For many nights I’d had the same dream: I was milk in a churn, slowly being turned into cheese. Around the churn I could hear voices – hungry voices – all eagerly discussing how they’d eat me! I didn’t run away because of the dream, but now, as I walked further and further away from my past and who I used to be, the dream was making more sense.
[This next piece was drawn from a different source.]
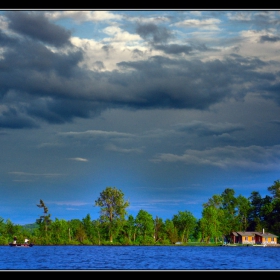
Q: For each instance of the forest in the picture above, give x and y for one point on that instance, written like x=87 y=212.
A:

“Hello!” said a voice from within the darkness. “Where are you headed this late at night?”

I couldn’t see where the voice had come from, it could have been in my head for all I knew, so I ignored it and kept walking.

“Suit yourself!” the voice said. “Have a pleasant journey. I hope you find what you’re looking for!”

I still couldn’t see anybody, even though it was a bright night, so I decided it must be my mind playing tricks on me. That happens sometimes when you venture off into unchartered territory: your mind tells you things and speaks to you.

? ? ?

Eventually I reached the coast. The port was awash with strange and unusual characters. Great, big ships bobbed up and down in the dock. Strange noises and smells filled the air. What adventures lay before me?

Finally it felt like I had truly run away!

“Where you headed, son?” an old voice called out.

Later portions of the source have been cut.